Александра Фёдоровна поправила на плечах вязаную шаль. С моря тянуло свежестью. Дневная жара отступила, и вечерний сумрак окутал Ливадийский дворец. Император почитал детям перед сном, потом все вместе помолились, а когда царевны и цесаревич уснули – Николай Александрович с Александрой Фёдоровной сели на свежем воздухе, в любимом своём дворике, где жёлтый электрический свет выхватил из темноты плетёное кресло для него, кресло-качалку для неё и между ними – круглый столик, покрытый кружевом длинной белой скатерти.
Сюда не долетали звуки ни из казарм, где квартировали солдаты и казаки дворцовой охраны, ни из Свитского корпуса. Прохладный ветерок доносил лишь обрывки пенья граммофона, должно быть, откуда-то из покоев министра двора Фредерикса. Едва слышно шумело вечерним прибоем недальнее море. Во тьме надрывались сверчки, вскрикивала порой невидимая ночная птица – и похрустывал гравий под тяжестью огромного лейб-казака Тимофея, что расхаживал за кустами.
Николай Александрович сделал ещё глоток хереса, императрица пригубила мадеру.
– Господи, до чего же хорошо, – негромко сказал император. – Впору стихи читать в голос. Ей-богу, просто Фаустом себя чувствую. Zum Augenblicke dürft ich sagen: «Verweile doch, du bist so schön!» Мгновение, остановись! Ты так прекрасно…
– Ты романтик, Ники, – с улыбкой откликнулась Александра Фёдоровна. Она сунула карандаш между страниц книжки, которую читала, и положила её на стол. – Мне наконец-то стало покойно здесь…
Когда Алиса Гессенская приехала в Россию, чтобы креститься в православную веру, получить благословение и стать женой цесаревича Николая, император Александр Третий умирал в ливадийском дворце.
Смотреть на человека, который знает о близкой смерти и доживает последние дни, невыносимо.
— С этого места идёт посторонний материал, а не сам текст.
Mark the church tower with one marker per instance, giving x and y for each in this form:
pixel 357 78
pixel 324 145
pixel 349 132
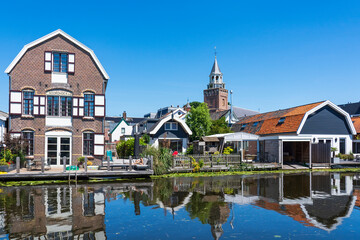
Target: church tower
pixel 216 96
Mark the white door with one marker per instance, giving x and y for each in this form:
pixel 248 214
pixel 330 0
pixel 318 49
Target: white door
pixel 57 148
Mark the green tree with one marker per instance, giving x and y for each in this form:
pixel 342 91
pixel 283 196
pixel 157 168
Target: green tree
pixel 219 126
pixel 199 121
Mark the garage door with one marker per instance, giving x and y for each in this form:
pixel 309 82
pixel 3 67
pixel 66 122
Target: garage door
pixel 320 152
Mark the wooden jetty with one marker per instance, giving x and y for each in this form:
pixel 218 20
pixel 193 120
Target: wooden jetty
pixel 57 174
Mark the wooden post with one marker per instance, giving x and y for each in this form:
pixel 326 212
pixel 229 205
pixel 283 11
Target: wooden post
pixel 64 163
pixel 42 164
pixel 130 163
pixel 85 164
pixel 17 164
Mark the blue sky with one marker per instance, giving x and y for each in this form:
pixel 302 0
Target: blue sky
pixel 273 54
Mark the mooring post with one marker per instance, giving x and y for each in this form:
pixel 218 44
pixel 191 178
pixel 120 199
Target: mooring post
pixel 130 163
pixel 42 164
pixel 85 164
pixel 17 164
pixel 64 163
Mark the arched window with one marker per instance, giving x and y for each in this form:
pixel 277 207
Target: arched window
pixel 28 137
pixel 28 101
pixel 89 104
pixel 88 143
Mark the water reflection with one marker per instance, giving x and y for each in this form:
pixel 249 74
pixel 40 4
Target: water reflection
pixel 316 200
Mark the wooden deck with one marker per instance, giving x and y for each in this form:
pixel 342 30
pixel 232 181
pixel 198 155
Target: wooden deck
pixel 58 174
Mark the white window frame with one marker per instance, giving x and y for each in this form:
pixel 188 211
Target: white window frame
pixel 171 126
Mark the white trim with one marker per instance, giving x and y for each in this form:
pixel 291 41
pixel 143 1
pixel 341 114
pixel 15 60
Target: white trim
pixel 333 106
pixel 168 118
pixel 48 36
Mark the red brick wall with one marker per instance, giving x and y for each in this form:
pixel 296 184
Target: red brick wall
pixel 29 72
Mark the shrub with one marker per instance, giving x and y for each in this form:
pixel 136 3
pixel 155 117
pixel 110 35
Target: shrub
pixel 190 150
pixel 197 165
pixel 228 150
pixel 162 159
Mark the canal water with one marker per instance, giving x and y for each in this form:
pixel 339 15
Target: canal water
pixel 275 206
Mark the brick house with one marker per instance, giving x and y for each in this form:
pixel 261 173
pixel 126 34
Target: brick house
pixel 57 99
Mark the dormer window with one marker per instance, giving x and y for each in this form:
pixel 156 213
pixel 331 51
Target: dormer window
pixel 281 120
pixel 28 102
pixel 60 62
pixel 171 126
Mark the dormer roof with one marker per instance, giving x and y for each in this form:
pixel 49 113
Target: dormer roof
pixel 51 35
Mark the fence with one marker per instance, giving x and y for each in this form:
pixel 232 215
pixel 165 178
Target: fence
pixel 210 161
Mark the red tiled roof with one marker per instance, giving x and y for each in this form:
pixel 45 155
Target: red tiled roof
pixel 268 123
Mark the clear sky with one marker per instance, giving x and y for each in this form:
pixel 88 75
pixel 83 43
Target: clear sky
pixel 273 54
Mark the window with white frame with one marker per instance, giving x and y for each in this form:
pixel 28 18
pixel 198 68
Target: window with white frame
pixel 28 102
pixel 59 106
pixel 88 143
pixel 28 137
pixel 60 62
pixel 89 99
pixel 171 126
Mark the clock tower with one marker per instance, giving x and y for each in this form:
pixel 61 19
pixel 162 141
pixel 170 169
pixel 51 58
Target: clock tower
pixel 216 96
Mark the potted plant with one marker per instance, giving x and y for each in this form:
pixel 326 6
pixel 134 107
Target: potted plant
pixel 334 157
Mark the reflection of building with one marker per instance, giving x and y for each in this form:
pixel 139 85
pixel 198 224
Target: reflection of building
pixel 318 200
pixel 56 212
pixel 57 99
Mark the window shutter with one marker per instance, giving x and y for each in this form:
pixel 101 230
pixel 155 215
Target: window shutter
pixel 99 142
pixel 99 105
pixel 81 107
pixel 75 107
pixel 15 102
pixel 48 62
pixel 39 105
pixel 71 63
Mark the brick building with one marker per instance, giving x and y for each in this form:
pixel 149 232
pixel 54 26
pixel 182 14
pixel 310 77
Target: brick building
pixel 57 99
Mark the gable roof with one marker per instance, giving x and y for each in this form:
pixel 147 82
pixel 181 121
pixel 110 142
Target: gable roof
pixel 351 108
pixel 51 35
pixel 242 112
pixel 165 119
pixel 122 120
pixel 356 122
pixel 268 123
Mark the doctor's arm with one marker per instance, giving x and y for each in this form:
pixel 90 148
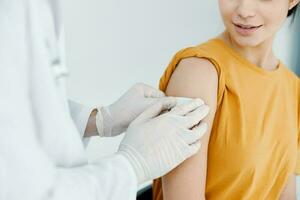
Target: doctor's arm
pixel 194 77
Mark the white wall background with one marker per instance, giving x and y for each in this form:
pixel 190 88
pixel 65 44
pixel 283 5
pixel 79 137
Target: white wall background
pixel 112 44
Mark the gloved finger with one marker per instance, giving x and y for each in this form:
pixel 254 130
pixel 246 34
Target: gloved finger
pixel 192 136
pixel 193 118
pixel 156 109
pixel 195 147
pixel 150 92
pixel 187 108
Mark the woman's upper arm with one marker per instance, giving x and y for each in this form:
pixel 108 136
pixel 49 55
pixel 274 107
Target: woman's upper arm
pixel 195 78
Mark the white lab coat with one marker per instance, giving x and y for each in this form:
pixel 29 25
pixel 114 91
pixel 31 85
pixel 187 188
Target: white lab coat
pixel 41 151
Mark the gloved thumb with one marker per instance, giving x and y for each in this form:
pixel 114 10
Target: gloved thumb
pixel 150 92
pixel 154 110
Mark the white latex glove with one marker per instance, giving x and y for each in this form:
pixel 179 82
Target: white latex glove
pixel 115 118
pixel 155 145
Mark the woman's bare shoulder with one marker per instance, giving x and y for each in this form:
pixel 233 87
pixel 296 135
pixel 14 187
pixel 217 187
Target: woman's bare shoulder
pixel 194 77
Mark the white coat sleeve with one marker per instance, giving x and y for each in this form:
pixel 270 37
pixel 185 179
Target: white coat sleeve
pixel 26 170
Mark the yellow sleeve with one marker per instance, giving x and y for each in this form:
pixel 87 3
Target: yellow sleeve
pixel 297 171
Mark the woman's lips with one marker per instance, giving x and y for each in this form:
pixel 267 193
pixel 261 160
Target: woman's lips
pixel 246 30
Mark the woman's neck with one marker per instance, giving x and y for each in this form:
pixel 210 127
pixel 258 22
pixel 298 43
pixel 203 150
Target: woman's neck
pixel 261 55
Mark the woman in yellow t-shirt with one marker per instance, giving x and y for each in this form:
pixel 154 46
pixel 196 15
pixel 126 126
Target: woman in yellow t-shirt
pixel 251 151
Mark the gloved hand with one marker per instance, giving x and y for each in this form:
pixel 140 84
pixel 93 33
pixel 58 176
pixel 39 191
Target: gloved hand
pixel 155 145
pixel 115 118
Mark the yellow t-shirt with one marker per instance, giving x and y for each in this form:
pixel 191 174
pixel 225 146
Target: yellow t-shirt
pixel 253 145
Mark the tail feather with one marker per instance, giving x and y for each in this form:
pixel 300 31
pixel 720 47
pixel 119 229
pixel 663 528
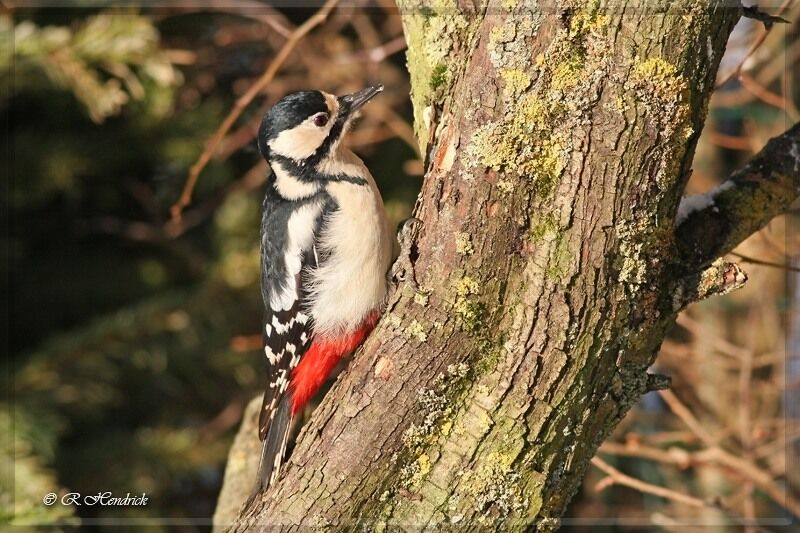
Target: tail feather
pixel 273 448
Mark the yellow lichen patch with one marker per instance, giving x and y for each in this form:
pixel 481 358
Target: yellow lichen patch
pixel 566 74
pixel 464 244
pixel 416 330
pixel 423 469
pixel 466 286
pixel 524 143
pixel 494 483
pixel 421 298
pixel 516 80
pixel 465 307
pixel 660 74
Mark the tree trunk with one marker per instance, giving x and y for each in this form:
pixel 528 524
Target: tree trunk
pixel 558 144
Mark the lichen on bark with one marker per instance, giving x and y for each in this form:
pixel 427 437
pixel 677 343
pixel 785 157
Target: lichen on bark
pixel 557 148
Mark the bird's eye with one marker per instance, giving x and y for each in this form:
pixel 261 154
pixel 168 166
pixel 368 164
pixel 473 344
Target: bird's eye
pixel 320 119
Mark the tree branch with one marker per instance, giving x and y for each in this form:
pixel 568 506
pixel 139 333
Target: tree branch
pixel 712 224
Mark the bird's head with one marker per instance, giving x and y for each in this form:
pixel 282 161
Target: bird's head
pixel 305 126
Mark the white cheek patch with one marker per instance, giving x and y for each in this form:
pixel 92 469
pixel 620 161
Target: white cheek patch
pixel 290 187
pixel 299 142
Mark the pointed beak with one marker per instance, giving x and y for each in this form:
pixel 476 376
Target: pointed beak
pixel 352 102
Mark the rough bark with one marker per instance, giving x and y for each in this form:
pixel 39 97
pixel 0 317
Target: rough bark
pixel 559 141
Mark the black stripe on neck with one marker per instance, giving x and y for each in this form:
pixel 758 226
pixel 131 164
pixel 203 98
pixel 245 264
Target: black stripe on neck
pixel 307 172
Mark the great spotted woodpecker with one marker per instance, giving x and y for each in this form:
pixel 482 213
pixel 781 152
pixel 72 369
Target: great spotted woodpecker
pixel 325 253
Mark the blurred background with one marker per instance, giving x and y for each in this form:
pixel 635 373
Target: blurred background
pixel 133 340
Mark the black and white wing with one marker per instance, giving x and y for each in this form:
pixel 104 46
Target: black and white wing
pixel 287 252
pixel 288 230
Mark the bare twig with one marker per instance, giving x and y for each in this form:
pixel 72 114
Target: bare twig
pixel 243 101
pixel 752 12
pixel 618 478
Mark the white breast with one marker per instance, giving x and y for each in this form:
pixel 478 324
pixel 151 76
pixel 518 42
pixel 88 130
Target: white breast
pixel 352 281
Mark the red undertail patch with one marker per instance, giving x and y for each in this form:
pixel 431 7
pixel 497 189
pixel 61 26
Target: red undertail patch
pixel 317 363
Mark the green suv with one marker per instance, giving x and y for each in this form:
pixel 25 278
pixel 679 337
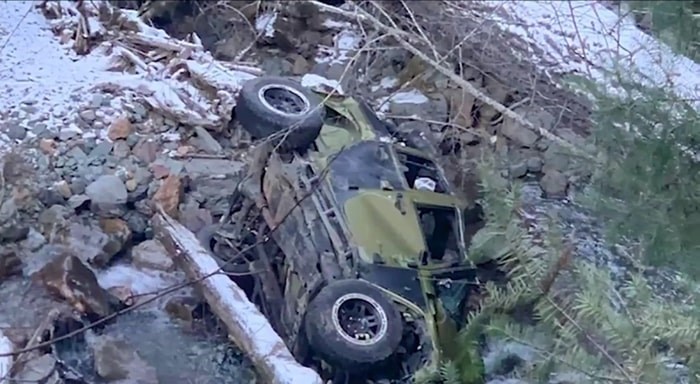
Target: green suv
pixel 367 277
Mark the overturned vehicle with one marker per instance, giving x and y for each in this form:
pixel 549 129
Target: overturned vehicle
pixel 366 276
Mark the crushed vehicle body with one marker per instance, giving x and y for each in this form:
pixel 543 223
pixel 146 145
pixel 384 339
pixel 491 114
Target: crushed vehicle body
pixel 367 277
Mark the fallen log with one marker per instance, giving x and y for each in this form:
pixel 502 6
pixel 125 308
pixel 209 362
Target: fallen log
pixel 248 327
pixel 6 348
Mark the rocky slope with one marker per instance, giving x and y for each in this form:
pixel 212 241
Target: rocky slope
pixel 91 142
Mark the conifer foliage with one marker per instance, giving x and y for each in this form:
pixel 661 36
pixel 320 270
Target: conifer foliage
pixel 580 325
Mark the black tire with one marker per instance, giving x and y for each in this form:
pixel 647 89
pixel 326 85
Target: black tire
pixel 334 344
pixel 261 119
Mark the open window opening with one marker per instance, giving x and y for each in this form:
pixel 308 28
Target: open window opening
pixel 440 231
pixel 421 173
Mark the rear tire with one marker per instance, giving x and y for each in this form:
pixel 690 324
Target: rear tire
pixel 352 325
pixel 270 106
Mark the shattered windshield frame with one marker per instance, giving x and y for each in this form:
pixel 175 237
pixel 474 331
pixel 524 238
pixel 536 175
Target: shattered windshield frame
pixel 366 165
Тем более когда человеку этому нет и пятидесяти, когда ещё совсем недавно он кипел энергией и бравировал здоровьем. Теперь оплывший, сломленный недугом богатырь целыми днями почти недвижно сидел в кресле и в ожидании конца слушал вальсы с мазурками в исполнении духового оркестра. Ники ходил, убитый горем, у Аликс разрывалось сердце, и тогда случились у неё первые истерики.
А шестью годами позже, на рубеже столетий, в тысяча девятисотом Ники слёг с тифом. Он умирал на том же месте, где почил его отец. В Ялту слетелись министры, и Аликс ненавидела этих падальщиков, ждавших конца её любимого. Она была в ужасе: оказалось, по смерти императора трон достанется не старшей его дочери – Ольге, а брату Михаилу, таков российский закон о престолонаследии. Что же будет с нею, с детьми?